Disabling HTTP completely

[nicholashadaway]

I am unable to push the SSL rewrite code into my Nagios configuration due to security restrictions.
My options are to disable HTTP in the apache configuration or to put an HAProxy instance in front of NagiosXI

Are there any negative side effects to disabling HTTP and only allowing HTTPS?

[benjaminsmith]

Hello Nicholas,

I am unable to push the SSL rewrite code into my Nagios configuration due to security restrictions.

Which re-write code?

You can force https in Nagios XI. Please see the guide below for setting this up.

Nagios XI How To Configure SSL/TLS

[nicholashadaway]

Regarding enabling the rewrite: The problem is my security team does not allow apache rewrites and will only allow a proxy in front of the server to do a rewrite.

My question specifically is: Can I disable HTTP (leaving HTTPS enabled only) in my apache configuration or do I need to leave HTTP enabled in apache for Nagios XI to work properly?

[mbellerue]

You should be able to run without an HTTP configuration.
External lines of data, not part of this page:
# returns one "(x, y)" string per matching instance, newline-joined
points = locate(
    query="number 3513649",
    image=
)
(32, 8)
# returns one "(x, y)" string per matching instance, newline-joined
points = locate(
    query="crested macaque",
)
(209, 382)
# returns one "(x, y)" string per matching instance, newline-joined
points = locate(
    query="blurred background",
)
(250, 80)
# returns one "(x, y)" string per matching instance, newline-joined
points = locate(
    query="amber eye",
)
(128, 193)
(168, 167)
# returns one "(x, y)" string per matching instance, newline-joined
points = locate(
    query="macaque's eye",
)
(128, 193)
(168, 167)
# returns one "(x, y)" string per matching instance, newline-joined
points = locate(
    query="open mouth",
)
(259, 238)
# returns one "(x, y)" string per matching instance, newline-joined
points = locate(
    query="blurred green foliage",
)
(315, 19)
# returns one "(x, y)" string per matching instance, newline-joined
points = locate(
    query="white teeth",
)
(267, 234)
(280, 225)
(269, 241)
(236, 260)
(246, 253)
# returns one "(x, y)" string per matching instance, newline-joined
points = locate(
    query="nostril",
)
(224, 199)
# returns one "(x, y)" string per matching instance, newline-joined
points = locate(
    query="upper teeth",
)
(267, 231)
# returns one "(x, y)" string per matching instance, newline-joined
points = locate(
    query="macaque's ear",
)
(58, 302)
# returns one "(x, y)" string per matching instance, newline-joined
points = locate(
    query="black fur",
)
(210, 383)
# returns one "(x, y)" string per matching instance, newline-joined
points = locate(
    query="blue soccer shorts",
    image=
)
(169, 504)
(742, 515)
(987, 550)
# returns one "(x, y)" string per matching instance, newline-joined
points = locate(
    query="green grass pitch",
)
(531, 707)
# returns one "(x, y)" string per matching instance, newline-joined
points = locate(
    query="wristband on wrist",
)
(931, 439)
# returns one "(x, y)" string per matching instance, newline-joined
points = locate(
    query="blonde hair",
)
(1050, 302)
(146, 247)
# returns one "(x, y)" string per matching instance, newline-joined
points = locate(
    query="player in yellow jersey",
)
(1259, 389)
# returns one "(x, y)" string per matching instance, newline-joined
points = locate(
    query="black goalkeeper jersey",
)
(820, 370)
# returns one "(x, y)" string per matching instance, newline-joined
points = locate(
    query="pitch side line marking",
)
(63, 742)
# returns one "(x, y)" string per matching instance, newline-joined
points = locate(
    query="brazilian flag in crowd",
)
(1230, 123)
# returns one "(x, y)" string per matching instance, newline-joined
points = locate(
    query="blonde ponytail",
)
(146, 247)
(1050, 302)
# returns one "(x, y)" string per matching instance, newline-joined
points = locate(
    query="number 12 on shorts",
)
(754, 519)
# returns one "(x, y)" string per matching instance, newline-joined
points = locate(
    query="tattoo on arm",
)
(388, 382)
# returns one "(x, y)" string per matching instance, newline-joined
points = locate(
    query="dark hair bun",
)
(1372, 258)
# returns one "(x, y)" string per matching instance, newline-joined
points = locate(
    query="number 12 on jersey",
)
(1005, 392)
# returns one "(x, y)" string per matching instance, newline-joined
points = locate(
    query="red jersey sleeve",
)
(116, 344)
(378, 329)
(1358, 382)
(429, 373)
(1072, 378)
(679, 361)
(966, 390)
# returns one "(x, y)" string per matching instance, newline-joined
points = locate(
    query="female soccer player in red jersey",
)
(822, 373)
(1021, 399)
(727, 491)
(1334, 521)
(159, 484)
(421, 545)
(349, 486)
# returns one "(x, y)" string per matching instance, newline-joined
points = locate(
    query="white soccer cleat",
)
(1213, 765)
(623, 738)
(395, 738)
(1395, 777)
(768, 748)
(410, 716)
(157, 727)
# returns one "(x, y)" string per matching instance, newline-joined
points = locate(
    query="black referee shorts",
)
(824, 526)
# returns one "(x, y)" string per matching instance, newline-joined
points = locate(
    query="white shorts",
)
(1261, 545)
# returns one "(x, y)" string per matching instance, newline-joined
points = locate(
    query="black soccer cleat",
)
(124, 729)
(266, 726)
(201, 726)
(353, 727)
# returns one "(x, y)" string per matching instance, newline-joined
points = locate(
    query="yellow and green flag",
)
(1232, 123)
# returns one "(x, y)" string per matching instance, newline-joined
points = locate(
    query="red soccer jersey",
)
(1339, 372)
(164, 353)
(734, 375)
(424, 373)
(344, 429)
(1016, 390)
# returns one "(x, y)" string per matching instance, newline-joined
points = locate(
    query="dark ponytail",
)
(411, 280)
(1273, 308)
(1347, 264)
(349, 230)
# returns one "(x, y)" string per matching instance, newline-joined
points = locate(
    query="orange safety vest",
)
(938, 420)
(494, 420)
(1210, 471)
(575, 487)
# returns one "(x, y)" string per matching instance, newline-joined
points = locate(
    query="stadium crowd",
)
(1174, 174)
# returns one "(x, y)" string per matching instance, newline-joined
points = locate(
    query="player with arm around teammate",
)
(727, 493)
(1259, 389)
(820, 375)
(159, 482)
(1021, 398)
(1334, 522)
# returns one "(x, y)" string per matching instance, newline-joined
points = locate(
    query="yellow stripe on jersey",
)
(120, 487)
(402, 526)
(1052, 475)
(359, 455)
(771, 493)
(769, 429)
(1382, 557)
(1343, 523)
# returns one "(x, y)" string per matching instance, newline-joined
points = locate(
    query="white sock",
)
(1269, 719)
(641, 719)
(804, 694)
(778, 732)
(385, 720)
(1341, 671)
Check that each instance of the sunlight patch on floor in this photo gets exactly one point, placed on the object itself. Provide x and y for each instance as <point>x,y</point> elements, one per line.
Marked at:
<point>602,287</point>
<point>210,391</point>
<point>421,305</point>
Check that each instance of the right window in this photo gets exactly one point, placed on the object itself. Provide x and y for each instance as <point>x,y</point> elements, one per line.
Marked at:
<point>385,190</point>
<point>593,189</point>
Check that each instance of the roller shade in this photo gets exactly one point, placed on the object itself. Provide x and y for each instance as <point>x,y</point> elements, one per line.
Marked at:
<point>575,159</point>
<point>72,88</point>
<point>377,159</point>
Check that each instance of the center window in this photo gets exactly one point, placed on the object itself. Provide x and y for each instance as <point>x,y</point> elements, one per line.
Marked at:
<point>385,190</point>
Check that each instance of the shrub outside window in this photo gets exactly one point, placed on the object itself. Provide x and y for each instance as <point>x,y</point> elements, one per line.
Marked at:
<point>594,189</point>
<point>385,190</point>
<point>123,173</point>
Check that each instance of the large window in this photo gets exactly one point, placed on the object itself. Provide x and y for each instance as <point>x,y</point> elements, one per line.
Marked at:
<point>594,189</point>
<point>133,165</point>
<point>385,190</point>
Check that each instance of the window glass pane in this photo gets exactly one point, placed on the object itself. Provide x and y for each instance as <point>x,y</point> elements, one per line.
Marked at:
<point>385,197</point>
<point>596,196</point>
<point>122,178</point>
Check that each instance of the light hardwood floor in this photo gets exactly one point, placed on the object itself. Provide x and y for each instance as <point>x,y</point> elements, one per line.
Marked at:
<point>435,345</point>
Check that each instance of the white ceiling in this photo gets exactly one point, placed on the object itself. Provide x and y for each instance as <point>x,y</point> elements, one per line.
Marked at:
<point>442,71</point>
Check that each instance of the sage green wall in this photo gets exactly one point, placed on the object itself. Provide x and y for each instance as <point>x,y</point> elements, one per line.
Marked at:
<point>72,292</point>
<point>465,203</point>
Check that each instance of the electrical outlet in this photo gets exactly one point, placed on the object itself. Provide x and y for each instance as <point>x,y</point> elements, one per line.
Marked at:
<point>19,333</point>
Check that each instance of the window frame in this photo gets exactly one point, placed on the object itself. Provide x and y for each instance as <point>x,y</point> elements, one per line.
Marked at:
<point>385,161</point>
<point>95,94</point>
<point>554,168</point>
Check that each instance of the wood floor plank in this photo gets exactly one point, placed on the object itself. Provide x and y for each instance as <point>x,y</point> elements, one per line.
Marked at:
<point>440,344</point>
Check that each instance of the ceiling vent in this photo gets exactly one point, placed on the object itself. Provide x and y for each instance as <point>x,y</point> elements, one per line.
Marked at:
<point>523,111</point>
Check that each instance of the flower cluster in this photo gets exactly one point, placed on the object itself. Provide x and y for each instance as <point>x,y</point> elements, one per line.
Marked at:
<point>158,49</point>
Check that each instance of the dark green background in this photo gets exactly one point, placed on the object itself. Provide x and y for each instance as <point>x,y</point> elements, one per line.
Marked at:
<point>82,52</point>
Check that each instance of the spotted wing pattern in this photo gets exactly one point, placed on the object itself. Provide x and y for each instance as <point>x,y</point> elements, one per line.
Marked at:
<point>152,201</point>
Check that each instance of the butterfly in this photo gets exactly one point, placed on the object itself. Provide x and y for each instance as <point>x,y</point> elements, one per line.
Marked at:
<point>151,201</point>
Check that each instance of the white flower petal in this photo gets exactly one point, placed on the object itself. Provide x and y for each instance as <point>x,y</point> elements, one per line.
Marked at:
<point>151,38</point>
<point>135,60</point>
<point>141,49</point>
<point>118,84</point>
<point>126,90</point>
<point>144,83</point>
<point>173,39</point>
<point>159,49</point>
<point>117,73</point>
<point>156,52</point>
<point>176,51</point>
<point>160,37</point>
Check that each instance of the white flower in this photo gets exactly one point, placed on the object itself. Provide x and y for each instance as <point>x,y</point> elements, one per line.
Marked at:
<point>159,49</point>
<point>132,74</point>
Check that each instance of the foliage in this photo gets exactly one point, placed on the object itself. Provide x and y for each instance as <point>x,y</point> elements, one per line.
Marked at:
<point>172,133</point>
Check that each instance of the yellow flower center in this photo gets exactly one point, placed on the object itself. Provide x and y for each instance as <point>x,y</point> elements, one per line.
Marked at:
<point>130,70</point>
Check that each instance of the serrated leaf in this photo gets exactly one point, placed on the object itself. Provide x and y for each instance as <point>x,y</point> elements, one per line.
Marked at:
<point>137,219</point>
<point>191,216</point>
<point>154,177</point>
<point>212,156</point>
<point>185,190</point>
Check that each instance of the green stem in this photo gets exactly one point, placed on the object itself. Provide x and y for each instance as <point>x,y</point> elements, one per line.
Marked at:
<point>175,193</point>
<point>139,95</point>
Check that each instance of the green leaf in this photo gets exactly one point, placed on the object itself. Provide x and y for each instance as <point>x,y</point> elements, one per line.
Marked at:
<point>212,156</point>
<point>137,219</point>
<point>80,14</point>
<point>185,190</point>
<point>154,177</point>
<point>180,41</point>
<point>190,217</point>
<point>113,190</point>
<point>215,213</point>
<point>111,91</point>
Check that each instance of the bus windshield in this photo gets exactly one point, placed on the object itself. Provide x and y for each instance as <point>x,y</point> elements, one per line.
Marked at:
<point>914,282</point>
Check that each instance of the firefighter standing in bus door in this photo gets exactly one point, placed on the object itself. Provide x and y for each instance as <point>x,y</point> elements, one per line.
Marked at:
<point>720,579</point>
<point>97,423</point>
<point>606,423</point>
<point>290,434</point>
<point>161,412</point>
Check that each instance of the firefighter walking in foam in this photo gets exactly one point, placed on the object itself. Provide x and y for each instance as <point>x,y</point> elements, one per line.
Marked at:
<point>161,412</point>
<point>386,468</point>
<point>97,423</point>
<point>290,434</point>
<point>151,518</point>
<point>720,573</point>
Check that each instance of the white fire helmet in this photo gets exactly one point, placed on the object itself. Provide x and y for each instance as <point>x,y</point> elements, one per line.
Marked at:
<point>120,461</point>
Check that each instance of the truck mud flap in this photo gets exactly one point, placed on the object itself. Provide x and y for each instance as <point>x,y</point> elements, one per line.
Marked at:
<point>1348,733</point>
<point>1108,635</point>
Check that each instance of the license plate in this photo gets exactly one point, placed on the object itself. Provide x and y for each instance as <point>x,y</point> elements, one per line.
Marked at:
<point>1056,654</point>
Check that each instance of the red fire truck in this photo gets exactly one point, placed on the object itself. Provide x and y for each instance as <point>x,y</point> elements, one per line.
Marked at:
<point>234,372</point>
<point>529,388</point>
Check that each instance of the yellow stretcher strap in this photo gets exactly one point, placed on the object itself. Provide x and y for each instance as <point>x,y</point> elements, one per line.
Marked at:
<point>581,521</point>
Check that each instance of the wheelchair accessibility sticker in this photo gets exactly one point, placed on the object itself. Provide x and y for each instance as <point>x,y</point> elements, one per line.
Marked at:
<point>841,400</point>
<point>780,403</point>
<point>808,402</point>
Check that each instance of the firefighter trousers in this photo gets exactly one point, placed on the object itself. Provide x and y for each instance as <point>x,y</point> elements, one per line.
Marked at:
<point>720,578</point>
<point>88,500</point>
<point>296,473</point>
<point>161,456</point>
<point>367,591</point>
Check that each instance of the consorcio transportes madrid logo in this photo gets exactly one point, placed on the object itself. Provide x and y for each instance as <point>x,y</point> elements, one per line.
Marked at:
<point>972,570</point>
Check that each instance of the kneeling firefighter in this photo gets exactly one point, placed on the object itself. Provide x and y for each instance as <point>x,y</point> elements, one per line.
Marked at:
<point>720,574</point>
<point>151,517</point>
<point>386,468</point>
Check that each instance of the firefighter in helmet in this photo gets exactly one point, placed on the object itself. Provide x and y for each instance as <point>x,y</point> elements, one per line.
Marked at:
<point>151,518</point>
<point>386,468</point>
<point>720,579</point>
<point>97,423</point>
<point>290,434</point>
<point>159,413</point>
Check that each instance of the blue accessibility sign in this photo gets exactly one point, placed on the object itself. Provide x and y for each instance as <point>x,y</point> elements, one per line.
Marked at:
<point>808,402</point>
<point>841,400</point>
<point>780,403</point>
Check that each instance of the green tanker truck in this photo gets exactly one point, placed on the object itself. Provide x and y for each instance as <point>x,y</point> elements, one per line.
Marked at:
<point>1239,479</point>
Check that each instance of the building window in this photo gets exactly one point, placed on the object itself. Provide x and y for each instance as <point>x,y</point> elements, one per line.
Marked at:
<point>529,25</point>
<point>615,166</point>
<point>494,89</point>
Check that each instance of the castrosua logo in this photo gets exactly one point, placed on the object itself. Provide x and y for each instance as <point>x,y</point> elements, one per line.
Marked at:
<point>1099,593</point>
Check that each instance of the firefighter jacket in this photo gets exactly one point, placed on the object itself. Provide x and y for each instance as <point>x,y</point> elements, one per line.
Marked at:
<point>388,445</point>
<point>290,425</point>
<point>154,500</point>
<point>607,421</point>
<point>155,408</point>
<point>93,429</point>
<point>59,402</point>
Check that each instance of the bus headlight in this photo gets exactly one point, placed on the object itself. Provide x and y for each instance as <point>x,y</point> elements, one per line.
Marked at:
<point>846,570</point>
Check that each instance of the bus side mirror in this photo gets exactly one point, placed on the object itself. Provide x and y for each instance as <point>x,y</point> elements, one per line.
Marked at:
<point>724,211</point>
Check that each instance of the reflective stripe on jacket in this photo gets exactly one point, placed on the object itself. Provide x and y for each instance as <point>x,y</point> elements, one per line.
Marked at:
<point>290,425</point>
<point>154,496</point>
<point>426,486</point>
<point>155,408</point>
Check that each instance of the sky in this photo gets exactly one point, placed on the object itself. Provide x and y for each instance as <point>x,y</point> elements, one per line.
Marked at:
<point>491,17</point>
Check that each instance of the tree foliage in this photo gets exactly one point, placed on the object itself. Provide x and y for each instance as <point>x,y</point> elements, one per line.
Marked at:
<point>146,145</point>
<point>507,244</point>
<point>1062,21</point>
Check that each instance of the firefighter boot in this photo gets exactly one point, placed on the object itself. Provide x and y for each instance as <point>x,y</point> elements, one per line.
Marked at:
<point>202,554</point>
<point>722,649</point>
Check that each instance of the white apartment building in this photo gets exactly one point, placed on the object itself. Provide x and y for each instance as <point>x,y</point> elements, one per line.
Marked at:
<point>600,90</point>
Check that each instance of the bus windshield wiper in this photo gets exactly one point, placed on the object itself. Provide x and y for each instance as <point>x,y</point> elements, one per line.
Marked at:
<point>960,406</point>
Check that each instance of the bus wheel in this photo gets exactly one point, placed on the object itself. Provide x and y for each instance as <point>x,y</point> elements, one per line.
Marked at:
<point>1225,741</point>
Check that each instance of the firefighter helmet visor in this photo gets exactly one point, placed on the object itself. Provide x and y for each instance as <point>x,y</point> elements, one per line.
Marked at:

The only thing I see potentially breaking are any servers that are set to passively report back via the API via HTTP rather than HTTPS.

You could probably watch your /var/log/httpd/access_log, and see if you're getting new messages there. That should be your HTTP log. All of your HTTPS requests should go to /var/log/httpd/ssl_access_log. That would allow you to track down anything that is still communicating with the Nagios server over HTTP.

[nicholashadaway]

Thank you for clarifying this for me. I will do some experimentation with this on my test instance and confirm.

[mbellerue]

Sounds good. We will keep this thread open and wait to hear back.